Stifling is the first word that comes to mind. Stifling and close, hard to move, hard to function, hard to breath, hard to think. My brain feels like it is filled with molasses not blood and things that should make sense do not. As a general rule, I am not a gregarious individual. I prefer my books and silence to groups of people but I still like interaction with folks, one on one or one on two. I feel safe there. In larger groups I don't feel as safe for lots of reasons, as I am not the most socially gifted individual on the planet and I will misread folks and it becomes easy to make a faux pas. But when depression settles in it is as though a curtain is drawn between myself and even my closest friends. Intellectually I know they love me, care about me, are worried about me, but the slowness of thinking causes me to try to block them out.

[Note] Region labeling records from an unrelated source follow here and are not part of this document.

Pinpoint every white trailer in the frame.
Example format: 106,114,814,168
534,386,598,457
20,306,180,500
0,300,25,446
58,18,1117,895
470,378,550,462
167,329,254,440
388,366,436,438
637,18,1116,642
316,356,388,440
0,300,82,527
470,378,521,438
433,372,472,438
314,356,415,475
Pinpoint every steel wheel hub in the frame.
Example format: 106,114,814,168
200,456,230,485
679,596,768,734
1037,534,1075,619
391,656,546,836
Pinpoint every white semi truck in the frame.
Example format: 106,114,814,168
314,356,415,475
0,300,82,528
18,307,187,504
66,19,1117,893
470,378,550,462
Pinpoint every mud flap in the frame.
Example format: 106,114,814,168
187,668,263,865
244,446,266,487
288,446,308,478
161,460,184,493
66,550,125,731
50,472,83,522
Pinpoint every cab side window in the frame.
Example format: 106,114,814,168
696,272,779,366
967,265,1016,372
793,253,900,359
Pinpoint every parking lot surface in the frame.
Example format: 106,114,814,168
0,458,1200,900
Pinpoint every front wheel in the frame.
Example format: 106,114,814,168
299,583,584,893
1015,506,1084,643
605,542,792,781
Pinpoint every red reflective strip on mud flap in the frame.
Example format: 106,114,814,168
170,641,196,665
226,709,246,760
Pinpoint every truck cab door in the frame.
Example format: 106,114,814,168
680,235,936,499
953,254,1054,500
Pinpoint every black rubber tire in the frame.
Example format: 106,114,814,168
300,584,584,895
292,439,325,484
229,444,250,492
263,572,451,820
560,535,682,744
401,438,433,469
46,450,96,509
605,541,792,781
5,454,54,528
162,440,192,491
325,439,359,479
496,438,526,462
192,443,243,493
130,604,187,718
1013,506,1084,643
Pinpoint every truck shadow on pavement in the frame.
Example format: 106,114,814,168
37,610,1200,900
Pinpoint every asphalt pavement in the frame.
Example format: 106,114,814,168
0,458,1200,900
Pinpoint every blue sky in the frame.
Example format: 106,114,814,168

The other thing about being in the pit of depression is that it isn't as totally dark as one might think. There are times during the day when the mask is on and I am on top of my game, but that just makes the depression all the greater when it comes rushing in and I sit with my cracked mask in one hand and my head held in the other. And that's not the only thing, at least not for me. Because I have known and seen my darker side. I have experienced my Hyde to the normal Jekyll that most people know me as. And I can tell you that what exists inside me is something that I will burden very few people with, though I am going to need to do that in the future when I find the person I can truly trust with both my heart and soul. And I neither relish the prospect of showing them who I really am nor the result of that.

But there is a reason I write this post now. Because I know the symptoms of my depression and can and do fight them when they come up. I known that, while it may be a struggle to deal with depression in an early stage, it is far easier to struggle there then to have to pull myself up, grasping, clawing, slipping down two inches for every three I climb up the side of the pit to get out.

I have suceeded against my depression and have made an oath that it will never drag me down to that spot again. And I know that some of the folks who read this journal are sometimes worried by what I've recently written. I am documenting things for me as much as putting them out there for you all to read. And both my personal diary and some very specific friends only entries for folks whom are concerned and need to know things.